Around 25 minutes into this lecture, there is some good discussion of the PageRank algorithm. I have always wanted to code up a basic version of this algorithm, so this is a great excuse. This algorithm is probably one of the cleanest examples of Markov Chains that I have seen, and obviously its application was quite successful.


In [1]:
import numpy as np
import matplotlib.pyplot as plt
%matplotlib inline

In [2]:
from utils import progress_bar_downloader
import os

pages_link = 'http://www.cs.ubc.ca/~nando/340-2009/lectures/pages.zip'
dlname = 'pages.zip'
#This will unzip into a directory called pages
if not os.path.exists('./%s' % dlname):
    progress_bar_downloader(pages_link, dlname)
    os.system('unzip %s' % dlname)
else:
    print('%s already downloaded!' % dlname)
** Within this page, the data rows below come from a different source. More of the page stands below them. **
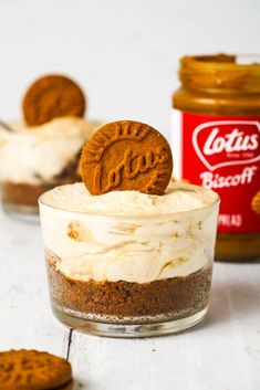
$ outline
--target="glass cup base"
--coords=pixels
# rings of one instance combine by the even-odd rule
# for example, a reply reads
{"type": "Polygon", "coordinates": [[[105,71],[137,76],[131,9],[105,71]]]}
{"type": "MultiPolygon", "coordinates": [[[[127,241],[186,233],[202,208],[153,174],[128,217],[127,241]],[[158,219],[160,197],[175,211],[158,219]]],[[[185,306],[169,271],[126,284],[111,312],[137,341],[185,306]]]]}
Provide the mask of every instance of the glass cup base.
{"type": "Polygon", "coordinates": [[[75,316],[75,313],[66,313],[54,305],[52,305],[52,310],[55,317],[62,324],[75,330],[86,333],[89,335],[118,338],[136,338],[164,336],[190,328],[199,324],[205,318],[208,312],[208,306],[189,317],[146,324],[122,324],[119,322],[105,323],[81,318],[79,316],[75,316]]]}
pages.zip already downloaded!

Building the Matrix

To build the link matrix (basically an adjacency matrix for web pages), we need to look at the links referenced by every single page. For every page referenced by a page, we will add a 1 to the associated column. Adding a small term eps to all entries, in order guarantee the matrix is fully connected, we will then have a stochastic matrix which is suitable for Markov chain simulations!


In [3]:
#Quick and dirty link parsing as per http://www.cs.ubc.ca/~nando/540b-2011/lectures/book540.pdf
links = {}
for fname in os.listdir(dlname[:-4]):
    links[fname] = []
    f = open(dlname[:-4] + '/' + fname)
    for line in f.readlines():
        while True:
            p = line.partition('<a href="http://')[2]
            if p == '':
                break
            url, _, line = p.partition('\">')
            links[fname].append(url)
    f.close()

In [4]:
import numpy as np
import matplotlib.pyplot as plt
num_pages = len(links.keys())
G = np.zeros((num_pages, num_pages))

#Assign identity numbers to each page, along with a reverse lookup
idx = {}
lookup = {}
for n,k in enumerate(sorted(links.keys())):
    idx[k] = n
    lookup[n] = k

#Go through all keys, and add a 1 for each link to another page
for k in links.keys():
    v = links[k]
    for e in v:
        G[idx[k],idx[e]] = 1

#Add a small value (epsilon) to ensure a fully connected graph
eps = 1. / num_pages
G += eps * np.ones((num_pages, num_pages))
G = G / np.sum(G, axis=1)

In [5]:
#Now we run the Markov Chain until it converges from random initialization
init = np.random.rand(1, num_pages)
init = init / np.sum(init)
probs = [init]
p = init
for i in range(100):
    p = np.dot(p, G)
    probs.append(p)

for i in range(num_pages):
    plt.plot([step[0, i] for step in probs], label=lookup[i], lw=2)
    
plt.legend()


Out[5]:
<matplotlib.legend.Legend at 0x106699710>

Turn the Beat Around

Now that the PageRank for each page is calculated, how can we actually perform a search?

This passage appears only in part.